Madrid/London. Die Frisur war neu, man trägt das Haar neuerdings glattgegelt im Dandy-Look. Ansonsten aber hatte sich bei Cristiano Ronaldo nicht viel geändert, der portugiesische Real-Star trug sich auch am Mittwochabend im Rückspiel des Champions-League-Achtelfinales gegen ZSKA in die Torschützenliste ein, auch wenn es nicht seine beste Partie war. Nach seinen beiden Treffern beim 4:1 gegen ZSKA Moskau hält er schon bei insgesamt 42 in dieser Saison. Und diese gehörten zu den wichtigsten. Mit dem Tor zum 2:0 (55.) ebnete Ronaldo Real Madrid den Aufstieg ins Viertelfinale, der nach dem 1:1 im Hinspiel noch etwas gewackelt hatte.

Davor war Real am Mittwoch zwar die spielbestimmende Elf, dennoch tat man sich anfangs schwer. Die Gäste störten früh, zudem schienen die Spanier im Spielaufbau nicht ganz so konzentriert wie sonst. Erst nachdem ZSKA in der ersten Hälfte zu zwei guten Konterchancen gekommen war, wurden die Madrilenen wach, ab dann aber hatten sie Spiel und Gegner unter Kontrolle. Gonzalo Higuaín besorgte das 1:0 (26.) nach einer Traumkombination über die deutschen Teamspieler Mesut Özil und Sami Khedira sowie Kaká, danach hatte Real kaum mehr Probleme. Ronaldos Tor brachte die Vorentscheidung, danach durfte auch der gerade erst eingewechselte Karim Benzema (70.). Das 1:3 durch Zoran Tosic (77.) kam zu spät. Statt einer Aufholjagd gab es im Finish noch den Schlusspunkt zum 4:1 für Real. Eben durch Ronaldo.

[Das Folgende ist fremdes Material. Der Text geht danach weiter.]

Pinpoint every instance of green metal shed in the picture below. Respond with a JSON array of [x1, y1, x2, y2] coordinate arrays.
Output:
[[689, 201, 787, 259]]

Chelsea bezwingt Napoli in der Verlängerung

Das Viertelfinale erreicht hat auch der FC Chelsea. Die Londoner machten das 1:3 aus dem Hinspiel bei SSC Napoli wett. Nach dem 3:1 (1:0) in der regulären Spielzeit war es Branislav Ivanovic in der 15. Minute der Verlängerung, der Chelsea, als einzigen englischen Vertreter, in die Runde der letzten Acht in der Champions League schoss. Zuvor hatten Didier Drogba (28.), John Terry (47.) und Frank Lampard (75./Handselfmeter) sowie Gökhan Inler (55.) getroffen.

Den 37.000 Zuschauern wurde in London eine packende Partie geboten. Die Italiener hielten voll dagegen, ließen aber vor der Pause im Abschluss mehrmals die nötige Effizienz vermissen. Chelsea machte die Sache besser. Nach einer Ramires-Flanke brachte Drogba seine Truppe per Kopf in Führung (28.). Unmittelbar nach Wiederbeginn waren die Hausherren erneut per Kopf erfolgreich. Nach einem Eckball von Lampard ließ Kapitän Terry Napoli-Goalie De Sanctis keine Chance (47.).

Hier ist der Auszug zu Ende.